Auch Tage nach dem russischen Einmarsch in die Ukraine sind die meisten deutschen Politiker noch völlig geschockt. Bei der Sondersitzung des Bundestags zeigt ein Redebeitrag nach dem anderen, dass da die Glaubenssätze und Illusionen einer ganzen Generation von Volksvertretern geplatzt sind. Hat denn wirklich niemand damit gerechnet, dass Putin das Nachbarland überfallen, Tod und Verderben über Frauen, Männer und Kinder eines „Brudervolkes“ bringen könnte?
Offenbar waren längst nicht nur die „Russland-Versteher“, von denen es in SPD, Linkspartei und AfD besonders viele gibt, überzeugt, dass Russland eben noch ein bisschen Zeit, Nachsicht und Wohlwollen brauche. Dann werde es irgendwann einschwenken auf den Kurs der Demokratie. Wie naiv das war, wird jetzt überdeutlich. Das „Ende der Geschichte“ mit ihren wechselnden Bündnissen und Kriegen, wie es Francis Fukuyama prophezeit hatte, es blieb aus. Stattdessen erweisen sich die Vorhersagen eines anderen Politikwissenschaftlers heute auf bedrückende Weise als zutreffend. Samuel Huntington warnte vor einem „Kampf der Kulturen“, der anstelle der Konkurrenz zwischen den beiden Groß-Ideologien Kommunismus und Demokratie treten würde.
Huntington sah die sicherheitspolitische Gefahr der Ukraine schon 1996
Die Staaten der Welt gruppieren sich demnach entlang historischer, ethnischer und religiöser Gemeinsamkeiten zu neuen Blöcken. Neben dem Westen unter der Führung der USA sieht Huntington etwa chinesische, indische oder islamische Groß-Zivilisationen. Und eben auch einen orthodoxen, dem Autoritarismus zuneigenden Kreis mit Russland im Zentrum. Gerade in Deutschland wurde Huntingtons Sichtweise heftig kritisiert. Tenor: Kulturelle Gräben würden durch Handel, Austausch und Dialog immer unbedeutender. Doch die Befürchtungen, die Huntington schon 1996 gerade für die Ukraine hegte, werden jetzt grausame Wahrheit. Er sah das Land in sich gespalten in einen östlichen Teil mit überwiegend russischer, orthodoxer, autoritärer Kultur und einen westlichen, deutlich Europa zugewandten Teil. Eine solche Spaltung sei sicherheitspolitischer Sprengstoff, könne zu Auseinandersetzung und letztlich Teilung in zwei Staaten führen. Tatsächlich erregte die Ukraine umso mehr den Argwohn Moskaus, als sich immer mehr ihrer Bürger, darunter durchaus nicht wenige russische Muttersprachler, stärker nach Westen orientierten.

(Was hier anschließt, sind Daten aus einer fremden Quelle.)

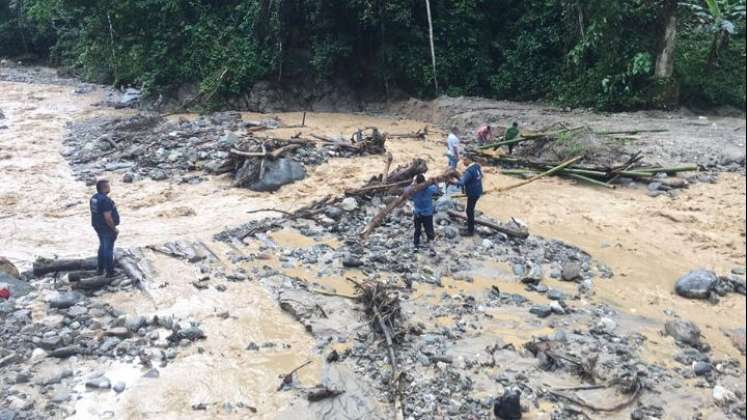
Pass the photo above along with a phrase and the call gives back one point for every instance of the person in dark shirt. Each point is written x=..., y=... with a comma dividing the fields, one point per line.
x=423, y=211
x=105, y=219
x=471, y=183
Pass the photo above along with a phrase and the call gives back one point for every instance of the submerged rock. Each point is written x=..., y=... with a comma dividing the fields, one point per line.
x=277, y=174
x=684, y=332
x=508, y=406
x=697, y=284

So, wie es Huntington fürchtete, versucht ein russischer Despot gerade, die Ukraine in seine Einflusszone zu zwingen. Nun wird die Ukraine, die ein wichtiges Scharnier zwischen Ost und West hätte sein können, das die russische und die europäische Sphäre verbindet, in Schutt und Asche gelegt.
Der "Wandel durch Handel" hat den Krieg in der Ukraine nicht verhindert
In Trümmern liegen damit auch die jahrzehntelang gepflegten Lebenslügen der deutschen Politik. Dass sich der „Wandel durch Handel“ in Russland einstellen würde – schon seit vielen Jahren gibt es dafür keinerlei Anzeichen mehr. Dennoch hat sich die Bundesrepublik im Energiesektor in immer tiefere Abhängigkeit zu Putin begeben.
Wenn Deutschland heizt und tankt, füllen sich die Taschen Putins. Der kann so die Waffen finanzieren, die nun Kinder, Frauen und Männer in der Ukraine verstümmeln und töten. So ist die Illusion einer ganzen Generation, dass in Europa alle Menschen Brüder und Schwestern werden, am frühen Donnerstagmorgen explodiert. Der laute Knall hat die deutsche Politik aus ihrem Tiefschlaf gerissen. In ihrem Schock gelobt die Bundesregierung, realistischer und wehrhafter gegenüber Russland zu werden, unabhängiger im Energiesektor. Alles gut und richtig. Doch vielen Menschen in der Ukraine hilft das nicht mehr.